Australia’s overseas intelligence agents will have greater powers to use weapons and violence on covert missions under changes proposed by the Morrison government.
Staff of the Australian Secret Intelligence Service, which conducts clandestine operations on foreign soil, are presently allowed to use firearms as a last resort to protect themselves, colleagues and people co-operating with their activities.
On Thursday the Morrison Government will introduce new laws to Parliament allowing ASIS staff to use “reasonable force” during their overseas missions.
ASIS agents would have powers to protect people specifically approved by the foreign minister, hostages and others in the field.

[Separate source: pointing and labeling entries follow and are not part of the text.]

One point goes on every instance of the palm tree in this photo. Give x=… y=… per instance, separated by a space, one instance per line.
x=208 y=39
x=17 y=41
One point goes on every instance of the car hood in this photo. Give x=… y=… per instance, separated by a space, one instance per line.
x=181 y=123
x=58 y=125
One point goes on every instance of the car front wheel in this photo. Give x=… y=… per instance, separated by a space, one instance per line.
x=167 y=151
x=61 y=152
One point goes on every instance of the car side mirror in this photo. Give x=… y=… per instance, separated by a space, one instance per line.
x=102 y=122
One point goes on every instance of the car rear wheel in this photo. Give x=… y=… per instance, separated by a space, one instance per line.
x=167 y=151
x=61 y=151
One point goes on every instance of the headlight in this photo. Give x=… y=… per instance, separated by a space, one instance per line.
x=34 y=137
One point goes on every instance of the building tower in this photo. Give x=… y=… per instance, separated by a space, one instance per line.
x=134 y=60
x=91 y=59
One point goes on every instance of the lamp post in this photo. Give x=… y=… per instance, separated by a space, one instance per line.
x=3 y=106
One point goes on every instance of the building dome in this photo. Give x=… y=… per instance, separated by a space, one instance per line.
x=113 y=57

The use of force could include the use of a firearm or physical means to “restrain, detain or move” a person who is uncooperative or in danger.
“As the world becomes more complex, the overseas operating environment for ASIS also becomes more complex,” Senator Payne said in a statement.

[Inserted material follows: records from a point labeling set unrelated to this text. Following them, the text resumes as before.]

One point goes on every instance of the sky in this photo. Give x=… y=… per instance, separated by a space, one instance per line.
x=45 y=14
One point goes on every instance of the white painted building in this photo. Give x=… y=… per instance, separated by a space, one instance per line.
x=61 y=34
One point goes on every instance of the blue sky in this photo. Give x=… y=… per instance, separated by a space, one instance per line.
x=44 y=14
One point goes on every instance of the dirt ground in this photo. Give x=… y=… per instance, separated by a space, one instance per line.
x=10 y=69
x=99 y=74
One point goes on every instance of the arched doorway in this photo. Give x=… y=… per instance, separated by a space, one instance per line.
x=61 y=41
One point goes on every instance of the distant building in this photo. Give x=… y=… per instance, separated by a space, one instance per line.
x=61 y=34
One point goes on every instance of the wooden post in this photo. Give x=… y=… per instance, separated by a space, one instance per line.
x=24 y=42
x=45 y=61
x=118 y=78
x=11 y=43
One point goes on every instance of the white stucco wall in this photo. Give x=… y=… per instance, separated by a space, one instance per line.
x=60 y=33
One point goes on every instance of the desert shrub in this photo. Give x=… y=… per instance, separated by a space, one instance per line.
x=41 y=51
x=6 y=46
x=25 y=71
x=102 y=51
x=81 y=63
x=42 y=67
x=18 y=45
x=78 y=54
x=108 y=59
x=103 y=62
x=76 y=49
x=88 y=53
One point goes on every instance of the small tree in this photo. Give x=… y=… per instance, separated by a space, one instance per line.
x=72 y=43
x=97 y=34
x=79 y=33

The Government argues that the Intelligence Services Act provisions relating to the use of force by ASIS have not undergone significant change since 2004, despite the overseas spy agency being asked to carry out more dangerous missions in new places and circumstances unforeseen 14 years ago.
Senator Payne insisted ASIS’s watchdog would continue to have an important oversight role on the use of weapons and use of force by the intelligence service.
“Like the existing ability to use weapons for self-defence, these amendments will be an exception to the standing prohibitions against the use of violence or use of weapons by ASIS,” she said.
In 2014 the ABC revealed an Australian special forces soldier had pulled a handgun on an ASIS spy during a drinking session in Afghanistan a year earlier.